Koeksisters - A Recipe
For the syrup: 1kg sugar; 500ml water; 2 pieces fresh green ginger, peeled and crushed; ½ teaspoon cream of tartar; pinch of salt; grated rind and juice of ½ lemon.
For the dough: 500g flour; ½ teaspoon salt; 2 tablespoons of baking powder; 55g butter, grated; 1 egg; 300ml milk or water
To make the syrup, put all the ingredients in a saucepan. Heat (stirring) until the sugar has completely dissolved. Cover the mixture and boil for 1 minute. Remove the saucepan lid and boil the syrup for a further 5 minutes, but do not stir it. Remove the syrup from the stove and allow it to cool for at least 2 hours in a refrigerator, or overnight.
To make the dough, sieve together the dry ingredients and rub in the grated butter with your fingertips, or cut it in with a pastry cutter. Beat the egg, add 250ml of the milk or water and mix lightly with the dry ingredients to a soft dough. Add more milk or water if the dough is too stiff. Knead well until small bubbles form under the surface of the dough. Cover with a damp cloth and allow to stand for 30-60 minutes.
Roll out the dough to a thickness of 1 cm, then form koeksisters in either of the following ways:
Cut strips 1 cm wide and twist 2 strips together, or plait 3 strips together, cutting the twisted, or plaited lengths at 8cm intervals and pinching the ends together.
Alternatively, cut the dough into 8cm x 4cm pieces. Cut 2 vertical slits in each piece, reaching to 1cm from the end. Plait the 3 strips that have been formed and pinch together the loose ends.

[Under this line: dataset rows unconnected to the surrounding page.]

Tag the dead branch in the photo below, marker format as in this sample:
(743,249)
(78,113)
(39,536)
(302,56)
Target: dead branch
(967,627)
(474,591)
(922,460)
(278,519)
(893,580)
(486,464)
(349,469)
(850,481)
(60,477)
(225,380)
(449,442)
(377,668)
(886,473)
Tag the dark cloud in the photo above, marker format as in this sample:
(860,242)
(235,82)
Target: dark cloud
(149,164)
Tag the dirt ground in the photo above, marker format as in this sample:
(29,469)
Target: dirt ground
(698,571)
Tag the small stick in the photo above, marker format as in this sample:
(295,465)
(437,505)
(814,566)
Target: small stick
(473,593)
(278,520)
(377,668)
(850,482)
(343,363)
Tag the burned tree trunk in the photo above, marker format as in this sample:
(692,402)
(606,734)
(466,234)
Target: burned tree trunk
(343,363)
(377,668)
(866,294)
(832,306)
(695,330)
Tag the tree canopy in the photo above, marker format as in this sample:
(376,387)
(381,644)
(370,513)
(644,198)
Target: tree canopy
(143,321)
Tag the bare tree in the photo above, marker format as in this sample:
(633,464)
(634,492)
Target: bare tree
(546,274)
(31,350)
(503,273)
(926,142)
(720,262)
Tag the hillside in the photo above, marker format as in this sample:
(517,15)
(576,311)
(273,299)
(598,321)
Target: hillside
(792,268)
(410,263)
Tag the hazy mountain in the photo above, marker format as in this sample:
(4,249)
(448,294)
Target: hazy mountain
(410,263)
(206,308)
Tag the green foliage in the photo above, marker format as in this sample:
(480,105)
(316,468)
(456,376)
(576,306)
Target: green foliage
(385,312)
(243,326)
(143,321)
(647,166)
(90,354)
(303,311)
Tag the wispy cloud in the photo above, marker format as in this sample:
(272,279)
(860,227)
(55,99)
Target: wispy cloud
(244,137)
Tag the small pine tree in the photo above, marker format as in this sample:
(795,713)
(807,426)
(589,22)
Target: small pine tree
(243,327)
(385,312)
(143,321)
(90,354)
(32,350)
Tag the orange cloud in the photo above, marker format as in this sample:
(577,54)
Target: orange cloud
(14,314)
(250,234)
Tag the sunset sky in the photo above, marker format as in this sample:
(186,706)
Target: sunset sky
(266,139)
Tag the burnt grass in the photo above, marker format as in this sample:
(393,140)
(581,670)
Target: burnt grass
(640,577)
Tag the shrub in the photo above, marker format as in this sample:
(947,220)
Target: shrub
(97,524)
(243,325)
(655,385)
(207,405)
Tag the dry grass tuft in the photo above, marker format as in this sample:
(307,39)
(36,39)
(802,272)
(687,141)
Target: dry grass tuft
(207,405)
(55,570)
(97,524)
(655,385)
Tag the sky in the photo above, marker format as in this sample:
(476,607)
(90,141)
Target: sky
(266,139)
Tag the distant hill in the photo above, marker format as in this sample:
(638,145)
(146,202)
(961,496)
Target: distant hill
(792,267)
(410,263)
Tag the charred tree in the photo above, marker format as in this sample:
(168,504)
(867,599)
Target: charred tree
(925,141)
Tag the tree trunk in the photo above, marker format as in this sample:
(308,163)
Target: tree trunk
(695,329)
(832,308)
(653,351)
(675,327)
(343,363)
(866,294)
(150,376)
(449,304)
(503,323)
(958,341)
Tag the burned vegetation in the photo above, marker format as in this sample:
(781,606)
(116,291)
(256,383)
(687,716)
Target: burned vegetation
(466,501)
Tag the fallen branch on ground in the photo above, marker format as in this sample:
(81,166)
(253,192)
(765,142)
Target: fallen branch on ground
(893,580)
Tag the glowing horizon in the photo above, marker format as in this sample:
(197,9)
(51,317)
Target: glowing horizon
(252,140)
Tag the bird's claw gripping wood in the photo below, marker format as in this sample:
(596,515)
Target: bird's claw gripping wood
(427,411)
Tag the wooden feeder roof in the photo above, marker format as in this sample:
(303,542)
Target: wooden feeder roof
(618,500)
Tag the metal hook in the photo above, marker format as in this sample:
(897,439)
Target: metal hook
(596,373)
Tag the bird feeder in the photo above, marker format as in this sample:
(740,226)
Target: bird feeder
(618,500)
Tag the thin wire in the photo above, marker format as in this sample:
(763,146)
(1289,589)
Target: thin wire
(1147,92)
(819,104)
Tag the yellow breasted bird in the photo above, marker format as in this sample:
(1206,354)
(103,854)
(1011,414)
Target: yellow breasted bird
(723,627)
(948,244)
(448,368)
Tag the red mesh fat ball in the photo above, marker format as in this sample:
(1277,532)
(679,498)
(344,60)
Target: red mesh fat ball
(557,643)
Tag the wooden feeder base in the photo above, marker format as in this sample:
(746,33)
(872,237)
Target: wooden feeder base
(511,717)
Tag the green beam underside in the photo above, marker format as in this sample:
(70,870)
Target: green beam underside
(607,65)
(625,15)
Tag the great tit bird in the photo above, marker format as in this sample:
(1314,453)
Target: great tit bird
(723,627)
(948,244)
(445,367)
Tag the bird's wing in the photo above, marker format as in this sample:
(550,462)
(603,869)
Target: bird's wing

Heat 7-8cm deep oil to 180-190°C – a cube of bread should turn golden-brown in a minute. Fry the koeksisters for 1-2 minutes, or until golden-brown, then turn them over with a fork and fry until golden-brown on the other side.Remove the koeksisters with a lifter or slotted spoon, drain them for a moment on paper towel and then plunge them into the cold syrup for 1-2 minutes. Stand the container of syrup in a bowel of ice so that the syrup will stay cold. Remove the koeksisters from the syrup with a lifter or slotted spoon, allowing the excess syrup to flow back into the basin, then drain them slightly on a wire rack.